Taxi drivers across the world feel embattled – hemmed in physically by worsening traffic and financially by ride-hailing services. In London, there is a third pinch which comes from regulators eager to reduce congestion and emissions seemingly at the expense of predominantly diesel-powered London cabs.
I took five rides in London cabs last week and got the usual face full of pro-Brexit blather, anti-Uber dudgeon and regulatory blowback. I was also reminded that the drivers of London cabs, who are obliged to master (commit to memory) The Knowledge (of London’s 25,000 streets), have measurably larger brains as a result.

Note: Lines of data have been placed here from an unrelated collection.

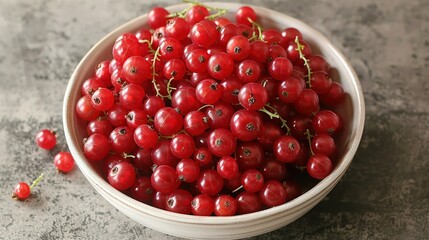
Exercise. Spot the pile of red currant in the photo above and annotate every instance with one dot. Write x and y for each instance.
(200, 115)
(63, 161)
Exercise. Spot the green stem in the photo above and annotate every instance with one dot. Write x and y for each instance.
(275, 115)
(299, 48)
(260, 30)
(35, 182)
(309, 136)
(154, 74)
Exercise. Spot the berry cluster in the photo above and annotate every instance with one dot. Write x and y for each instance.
(200, 115)
(63, 161)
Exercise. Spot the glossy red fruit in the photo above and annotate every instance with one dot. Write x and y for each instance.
(252, 180)
(246, 125)
(250, 155)
(96, 147)
(164, 179)
(195, 123)
(225, 205)
(142, 190)
(208, 91)
(238, 47)
(204, 33)
(168, 121)
(202, 205)
(196, 14)
(161, 153)
(221, 142)
(145, 136)
(188, 170)
(179, 201)
(248, 202)
(253, 96)
(273, 193)
(64, 162)
(85, 110)
(177, 28)
(136, 69)
(326, 121)
(209, 182)
(286, 149)
(182, 146)
(122, 176)
(243, 13)
(46, 139)
(323, 144)
(131, 96)
(99, 125)
(290, 90)
(227, 167)
(319, 166)
(219, 116)
(220, 65)
(280, 68)
(334, 96)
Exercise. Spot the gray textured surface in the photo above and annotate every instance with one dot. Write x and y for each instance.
(384, 195)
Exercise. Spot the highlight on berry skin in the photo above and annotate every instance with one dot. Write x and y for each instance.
(210, 115)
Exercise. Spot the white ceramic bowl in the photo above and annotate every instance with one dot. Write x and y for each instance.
(352, 111)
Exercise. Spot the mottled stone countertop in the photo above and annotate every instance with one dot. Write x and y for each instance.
(384, 195)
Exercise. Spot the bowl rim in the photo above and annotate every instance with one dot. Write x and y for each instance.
(339, 170)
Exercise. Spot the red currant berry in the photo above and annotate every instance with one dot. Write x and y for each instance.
(122, 140)
(286, 149)
(253, 96)
(202, 205)
(96, 147)
(204, 33)
(46, 139)
(179, 201)
(227, 167)
(319, 166)
(225, 205)
(280, 68)
(164, 179)
(243, 14)
(64, 161)
(248, 203)
(252, 180)
(188, 170)
(157, 17)
(145, 136)
(141, 190)
(85, 110)
(177, 28)
(273, 193)
(238, 47)
(220, 65)
(168, 121)
(208, 91)
(182, 146)
(246, 125)
(326, 121)
(221, 142)
(122, 176)
(209, 182)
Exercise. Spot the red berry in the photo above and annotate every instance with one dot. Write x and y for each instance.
(64, 162)
(46, 139)
(122, 176)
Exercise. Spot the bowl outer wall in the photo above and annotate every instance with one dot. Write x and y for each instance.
(102, 51)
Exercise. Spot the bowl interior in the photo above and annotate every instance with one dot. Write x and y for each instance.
(352, 112)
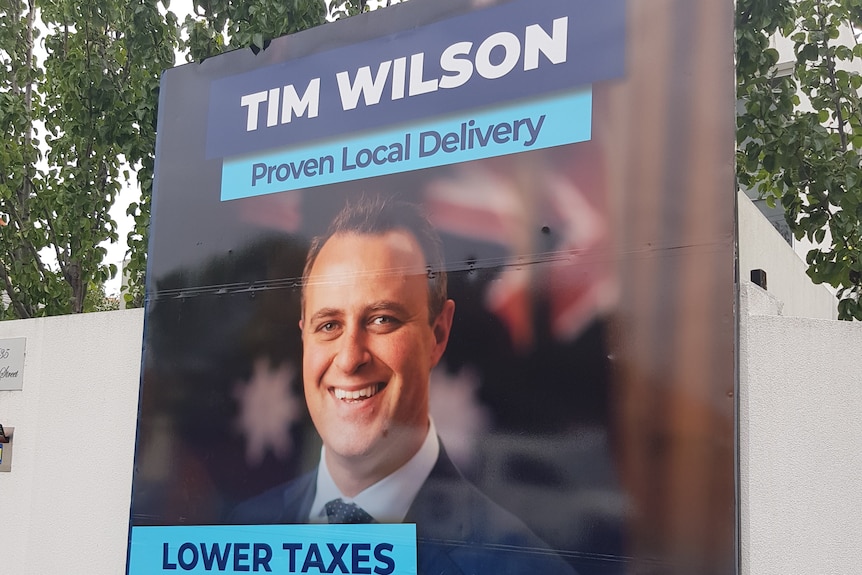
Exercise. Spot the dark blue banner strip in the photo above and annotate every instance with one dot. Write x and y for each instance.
(523, 49)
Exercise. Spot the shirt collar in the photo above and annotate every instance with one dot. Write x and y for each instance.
(389, 499)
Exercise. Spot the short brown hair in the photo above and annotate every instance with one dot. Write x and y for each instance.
(376, 216)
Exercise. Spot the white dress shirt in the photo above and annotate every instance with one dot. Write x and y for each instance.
(389, 499)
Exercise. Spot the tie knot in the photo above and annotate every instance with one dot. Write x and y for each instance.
(337, 511)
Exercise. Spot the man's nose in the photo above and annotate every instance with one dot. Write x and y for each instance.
(353, 351)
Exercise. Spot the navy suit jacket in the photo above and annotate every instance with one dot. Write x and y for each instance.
(459, 530)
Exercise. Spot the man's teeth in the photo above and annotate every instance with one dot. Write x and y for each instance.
(358, 394)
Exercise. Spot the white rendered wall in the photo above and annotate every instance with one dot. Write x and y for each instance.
(64, 507)
(800, 453)
(762, 247)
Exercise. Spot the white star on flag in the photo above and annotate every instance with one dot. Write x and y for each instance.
(267, 409)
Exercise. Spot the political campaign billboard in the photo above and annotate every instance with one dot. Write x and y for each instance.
(445, 288)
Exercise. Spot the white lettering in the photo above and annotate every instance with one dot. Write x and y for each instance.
(417, 84)
(463, 68)
(253, 102)
(362, 85)
(308, 104)
(512, 52)
(553, 47)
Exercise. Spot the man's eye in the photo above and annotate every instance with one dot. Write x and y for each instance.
(386, 322)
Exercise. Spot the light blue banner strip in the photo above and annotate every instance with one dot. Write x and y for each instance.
(532, 125)
(383, 549)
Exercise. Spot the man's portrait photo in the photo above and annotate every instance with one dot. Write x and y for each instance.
(376, 319)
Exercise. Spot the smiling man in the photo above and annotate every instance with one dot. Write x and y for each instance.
(375, 321)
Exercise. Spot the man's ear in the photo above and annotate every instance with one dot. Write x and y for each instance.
(441, 328)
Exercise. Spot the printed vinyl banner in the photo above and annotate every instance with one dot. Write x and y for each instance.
(446, 288)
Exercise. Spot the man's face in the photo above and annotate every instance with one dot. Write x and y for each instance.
(369, 347)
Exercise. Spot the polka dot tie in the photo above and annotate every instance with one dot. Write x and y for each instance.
(337, 511)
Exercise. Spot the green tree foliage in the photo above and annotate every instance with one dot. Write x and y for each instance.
(220, 25)
(799, 135)
(72, 120)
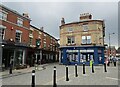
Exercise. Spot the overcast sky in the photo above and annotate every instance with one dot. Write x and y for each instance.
(49, 14)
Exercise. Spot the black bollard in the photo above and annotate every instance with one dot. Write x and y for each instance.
(67, 78)
(105, 67)
(33, 78)
(10, 72)
(83, 68)
(115, 64)
(92, 68)
(76, 75)
(108, 64)
(54, 78)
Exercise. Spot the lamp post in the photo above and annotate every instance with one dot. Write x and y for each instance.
(110, 45)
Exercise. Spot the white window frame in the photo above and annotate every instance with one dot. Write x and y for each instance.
(3, 15)
(85, 27)
(72, 39)
(20, 32)
(19, 21)
(85, 39)
(70, 29)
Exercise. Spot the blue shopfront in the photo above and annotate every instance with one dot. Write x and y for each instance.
(77, 55)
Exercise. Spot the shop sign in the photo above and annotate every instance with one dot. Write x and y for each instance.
(71, 50)
(86, 50)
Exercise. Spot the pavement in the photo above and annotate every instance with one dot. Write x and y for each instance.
(15, 72)
(44, 78)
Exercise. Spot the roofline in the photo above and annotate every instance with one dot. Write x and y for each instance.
(79, 46)
(3, 6)
(43, 31)
(81, 22)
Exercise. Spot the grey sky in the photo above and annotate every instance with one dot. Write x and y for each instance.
(49, 14)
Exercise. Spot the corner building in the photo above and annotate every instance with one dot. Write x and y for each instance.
(82, 41)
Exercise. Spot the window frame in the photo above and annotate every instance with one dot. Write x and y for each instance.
(20, 38)
(71, 39)
(3, 15)
(85, 27)
(19, 21)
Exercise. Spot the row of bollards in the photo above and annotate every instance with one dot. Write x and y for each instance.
(67, 74)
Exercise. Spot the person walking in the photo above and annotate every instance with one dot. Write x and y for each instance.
(114, 61)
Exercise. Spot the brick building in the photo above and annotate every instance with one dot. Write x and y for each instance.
(110, 52)
(82, 41)
(14, 33)
(18, 39)
(47, 49)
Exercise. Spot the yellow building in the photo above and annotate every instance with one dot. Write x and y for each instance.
(82, 40)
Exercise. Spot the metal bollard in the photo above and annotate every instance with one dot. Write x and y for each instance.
(115, 64)
(54, 78)
(67, 78)
(33, 78)
(92, 68)
(10, 72)
(105, 67)
(83, 68)
(76, 75)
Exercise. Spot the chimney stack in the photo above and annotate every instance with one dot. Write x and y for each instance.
(62, 21)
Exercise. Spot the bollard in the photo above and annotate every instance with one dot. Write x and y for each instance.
(92, 68)
(54, 78)
(115, 64)
(33, 78)
(83, 68)
(10, 72)
(105, 67)
(67, 78)
(76, 75)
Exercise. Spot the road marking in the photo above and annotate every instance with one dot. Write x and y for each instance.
(61, 78)
(112, 78)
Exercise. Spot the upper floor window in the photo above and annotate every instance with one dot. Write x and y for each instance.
(3, 15)
(86, 39)
(18, 36)
(30, 41)
(20, 21)
(71, 40)
(70, 29)
(85, 27)
(2, 31)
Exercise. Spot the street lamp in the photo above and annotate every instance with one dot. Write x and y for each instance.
(110, 44)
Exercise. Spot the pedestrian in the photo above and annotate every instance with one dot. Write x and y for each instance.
(11, 64)
(68, 61)
(114, 61)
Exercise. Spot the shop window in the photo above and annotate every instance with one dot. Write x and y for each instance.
(71, 40)
(20, 21)
(18, 36)
(3, 15)
(2, 33)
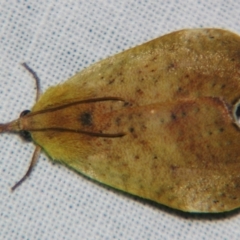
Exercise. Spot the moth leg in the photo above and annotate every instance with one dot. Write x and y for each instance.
(35, 157)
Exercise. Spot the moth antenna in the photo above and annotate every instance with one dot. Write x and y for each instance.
(35, 76)
(35, 157)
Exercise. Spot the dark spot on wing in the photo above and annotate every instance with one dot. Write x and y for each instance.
(86, 119)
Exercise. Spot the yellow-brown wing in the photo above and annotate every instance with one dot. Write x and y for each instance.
(181, 143)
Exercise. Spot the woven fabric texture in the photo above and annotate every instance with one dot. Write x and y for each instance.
(58, 38)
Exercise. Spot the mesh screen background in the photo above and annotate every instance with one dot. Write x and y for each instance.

The brain is a complex organ. Growth in one region, the hippocampus, focused primarily on certain kinds of memory, is no guarantee of expansion in any other gray matter department. One study suggested hippocampal growth might be mitigated by a deficit elsewhere.
Last week, London taxi drivers were protesting road closures required by Transport for London (otherwise known to the drivers as Totally Failing London). TfL is seeking to limit access on Tottenham Court Road to buses while rerouting taxi traffic to surrounding streets.

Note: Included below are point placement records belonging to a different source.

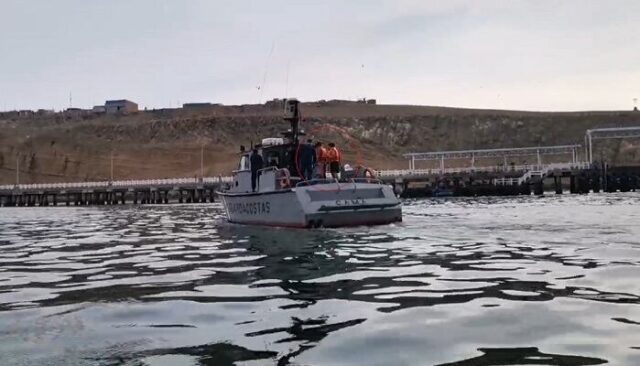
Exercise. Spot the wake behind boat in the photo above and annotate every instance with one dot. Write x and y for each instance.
(283, 199)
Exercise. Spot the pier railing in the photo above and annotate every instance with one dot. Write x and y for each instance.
(119, 183)
(480, 169)
(124, 184)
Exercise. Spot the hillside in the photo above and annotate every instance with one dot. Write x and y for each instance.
(166, 143)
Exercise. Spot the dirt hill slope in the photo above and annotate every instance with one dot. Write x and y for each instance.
(167, 143)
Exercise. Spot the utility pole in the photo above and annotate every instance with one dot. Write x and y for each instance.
(111, 175)
(17, 170)
(202, 161)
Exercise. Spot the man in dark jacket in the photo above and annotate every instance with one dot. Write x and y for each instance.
(307, 159)
(256, 164)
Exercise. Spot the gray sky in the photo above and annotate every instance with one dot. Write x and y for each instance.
(536, 55)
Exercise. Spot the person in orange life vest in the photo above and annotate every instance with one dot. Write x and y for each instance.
(321, 160)
(333, 158)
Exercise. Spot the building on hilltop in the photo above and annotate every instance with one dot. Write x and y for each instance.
(120, 106)
(198, 105)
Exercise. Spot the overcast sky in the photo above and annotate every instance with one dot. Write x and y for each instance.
(534, 55)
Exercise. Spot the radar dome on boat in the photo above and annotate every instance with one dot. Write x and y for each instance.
(272, 141)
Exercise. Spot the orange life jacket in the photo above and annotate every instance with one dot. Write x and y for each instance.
(321, 155)
(333, 155)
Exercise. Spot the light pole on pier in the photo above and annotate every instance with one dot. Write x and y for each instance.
(202, 161)
(111, 173)
(17, 170)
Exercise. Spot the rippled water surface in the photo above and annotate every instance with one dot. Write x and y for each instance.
(519, 281)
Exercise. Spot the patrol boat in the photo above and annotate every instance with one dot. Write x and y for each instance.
(283, 198)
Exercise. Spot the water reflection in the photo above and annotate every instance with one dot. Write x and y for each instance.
(176, 285)
(524, 356)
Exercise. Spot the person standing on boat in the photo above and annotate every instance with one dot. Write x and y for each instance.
(321, 161)
(333, 157)
(256, 164)
(307, 159)
(244, 159)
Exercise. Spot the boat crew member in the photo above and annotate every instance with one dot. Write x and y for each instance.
(307, 159)
(244, 160)
(321, 161)
(333, 158)
(256, 164)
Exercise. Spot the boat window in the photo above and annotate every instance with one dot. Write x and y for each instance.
(244, 163)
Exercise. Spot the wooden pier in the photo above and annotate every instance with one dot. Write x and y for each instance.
(162, 191)
(576, 178)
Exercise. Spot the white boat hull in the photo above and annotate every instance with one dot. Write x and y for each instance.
(322, 205)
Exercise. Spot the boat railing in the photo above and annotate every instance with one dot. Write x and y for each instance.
(317, 181)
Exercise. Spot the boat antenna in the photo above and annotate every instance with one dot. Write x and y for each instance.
(292, 114)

The drivers scorned the decision as anti-taxi and unnecessary and hundreds of drivers gathered to make their feelings known. Taxi protests are becoming a weekly if not a daily phenomenon in London – and elsewhere.
In addition to the Tottenham Court Road beef, London cabbies continue to rail against Uber’s continued ability to operate while appealing threats of a shutdown from regulators; and increases in congestion charges have also brought thousands of drivers to the fore, occasionally blocking traffic in opposition.
Sometimes it’s hard to tell a legitimate complaint from general grumpiness. My favorite driver-complainer was actually a Ghanaian Uber driver outside London last year who indicated his support of Brexit to oppose “immigrants coming here and taking our jobs.”
When I reminded the Uber driver that he was himself an immigrant, he sheepishly noted that he had since reconsidered his vote. Most taxi drivers are similarly inclined toward Brexit – frustrated by foreigners speaking foreign languages and trying to pay with foreign currency.
The Brexit and Uber umbrage is near universal among London cab drivers, one of whom exited his cab at the end of a trip and strongly suggested – face-to-face - that I continue using only London black cabs to get around. His statement was borderline intimidating but I assured him I was sympathetic, whether or not his hippocampus was larger than mine.
London and its taxi drivers are caught in the gears of a Brexit proving even more difficult to master than London’s road network. The reasons to leave, at the time of the vote, were many. The reasons to stay were few and not well explained or understood.
According to TfL’s own survey data London taxi drivers are predominantly white and male. Their Brexit inclinations are not statistically known, but anecdotally clear.
Most London taxi drivers (met by me) complain that they live in neighborhoods where they have become the minority and where English is infrequently spoken. They often know tradesmen who have been negatively impacted by immigrants willing to cut their prices to take away business.
They’ve seen large numbers of immigrants go on public assistance and they drive past the growing array of international storefronts that have sprung up throughout London to serve an increasingly diverse population.
It’s a narrow view of the world through the windscreen of a London black cab. The view looks narrower and narrower as regulators, Uber and overall traffic close in.
They even see the world changing technologically as more than 1,000 electric cabs have now joined the fleet – costing £70,000 each, with a miserable 50-mile driving range, and no more than a couple dozen charge points. Not much that they see makes much sense and not even Brexit seems certain.
In spite of being brow-beaten by at least one cabby, I remain sympathetic to these drivers. Like taxi drivers everywhere they are expected to be familiar with their cities, they must be certified and background checked, they are obliged to pick up anyone and deliver them anywhere and, in London at least, the black cabs are nearly all wheelchair/disabled accessible.
These men and women, who themselves increasingly reflect a demographically diverse city, are worthy of respect and an advantaged regulatory regime relative to the ride-hailing usurpers. Maybe TfL will rethink its road closures and congestion charging policies and Uber sanctions – in favor of the black cabs. Nobody wants an aggravated cabby in London on the way to their next important meeting or the theater.